Indians historically held gold as jewelry. Today, there are at least four digital ways to own gold, each with different trade-offs. Here's a practical breakdown.
Sovereign Gold Bonds (SGB)
Issued by RBI on behalf of the government. 8-year tenure with exit option after 5 years. Additional 2.5% annual interest on top of gold price appreciation. Capital gains on redemption are fully tax-free. The best option for long-term gold exposure — but new issuances have paused, so you can only buy from the secondary market now.
Gold ETFs
Exchange-traded funds that hold physical gold and track the spot price. Bought and sold on stock exchanges like shares, so liquidity is excellent. Expense ratio is around 0.3–0.6%. Gains are taxed at slab rate regardless of holding period (post 2023 tax changes).
Gold mutual funds
Funds of funds that invest in gold ETFs. Slightly higher cost due to layered expenses but can be bought via SIP and from any mutual fund platform. Tax treatment same as gold ETFs.

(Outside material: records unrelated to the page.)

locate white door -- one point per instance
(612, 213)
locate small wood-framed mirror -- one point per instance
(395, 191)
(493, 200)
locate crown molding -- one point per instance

Digital gold (apps like Paytm Gold, PhonePe Gold)
Fractional ownership of physical gold stored in vaults by MMTC-PAMP or SafeGold. Can start with ₹1. Convenient, but GST applies on purchase (3%), and there are storage fees after a period. SEBI doesn't regulate digital gold, so stick to established providers.
Recommendation
For long-term allocation (5+ years), buy SGBs from the secondary market. For tactical exposure or SIP convenience, gold ETFs or gold mutual funds. Avoid digital gold for large amounts — regulatory clarity is still evolving.